Por lo demás, no deja de sorprender por otra parte, es tema marginal, que un historiador de la altura y solidez de Ángel Viñas, del que tantos y tanto hemos aprendido, después de dar cuenta de unos 20 disparates académicos en la entrada «Franco» del Diccionario, finalice su artículo en Público señalando: «En definitiva, un grotesco intento de seudohistoria, en seguimiento de la estrategia estalinista de deformación del pasado». No cabe desde luego ninguna nostalgia de Stalin ni ningún disimulo o duda sobre aquellas aberraciones historiográficas que le tienen como máximo responsable, pero ¿lo sucedido con el Diccionario neofranquista de la RAH cabe etiquetarlo como ejemplo de «estrategia estalinista de deformación del pasado»? ¿A qué viene apelar a procedimientos tan distantes aunque pueden tener más de un punto de contacto? ¿No será más bien este Diccionario un ejemplo de la importancia y las prácticas del revisionismo histórico de la extrema derecha española que llama «autoritario», que no dictador porque sería «un juicio de valor», al máximo responsable de asesinatos y fusilamientos de trabajadores cenetistas como José Arnal Cerezuelo en mayo de 1939, ciudadanos obreros que habían cometido el horrendo delito de sangre de estar sindicados? La revisión de la Segunda República, de la guerra civil, del franquismo, e incluso de la transición, del 23-F y de las tres décadas de Monarquía borbónica, no es ninguna estrategia estalinista sino revisionismo histórico-político de la rancia e incorregible derecha española. Y no sólo política desde luego.
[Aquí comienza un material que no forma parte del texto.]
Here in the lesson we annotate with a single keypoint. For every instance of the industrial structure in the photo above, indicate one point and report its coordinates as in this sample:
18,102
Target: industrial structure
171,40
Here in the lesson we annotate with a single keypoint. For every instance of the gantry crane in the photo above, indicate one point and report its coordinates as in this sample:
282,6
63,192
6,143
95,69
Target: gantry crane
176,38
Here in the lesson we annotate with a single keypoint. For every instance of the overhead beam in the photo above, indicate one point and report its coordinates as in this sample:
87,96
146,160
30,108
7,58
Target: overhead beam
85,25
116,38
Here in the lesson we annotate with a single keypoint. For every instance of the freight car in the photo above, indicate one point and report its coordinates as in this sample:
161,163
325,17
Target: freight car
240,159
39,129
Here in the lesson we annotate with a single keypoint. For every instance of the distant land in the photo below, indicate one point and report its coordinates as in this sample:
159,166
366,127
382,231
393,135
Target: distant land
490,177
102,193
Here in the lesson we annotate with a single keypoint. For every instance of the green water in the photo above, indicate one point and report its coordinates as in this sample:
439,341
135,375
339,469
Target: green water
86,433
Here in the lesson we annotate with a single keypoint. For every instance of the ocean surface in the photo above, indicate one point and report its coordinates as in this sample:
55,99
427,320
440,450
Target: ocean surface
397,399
PS. No sé si como IU pretende, habría que revisar o impedir la edición del Diccionario. Para futuras generaciones será todo un ejemplo de cómo se las gastaban los neofranquistas académicos. Leerán y no se acabarán de creerlo. Pero les enseñará.
Notas:
[*] La expresión del titular, como es sabido, es otro acierto del poeta, traductor, filósofo y profesor Jorge Riechmann.
[1] Voz revisada, como el mismo autor ha señalado, por la comisión de la RAH. Ni más ni menos.
[2] Público, 31 de mayo de 2011, p. 2.
[3] Angel Viñas, «Vuelve la seudohistoria», Ibidem, p. 3.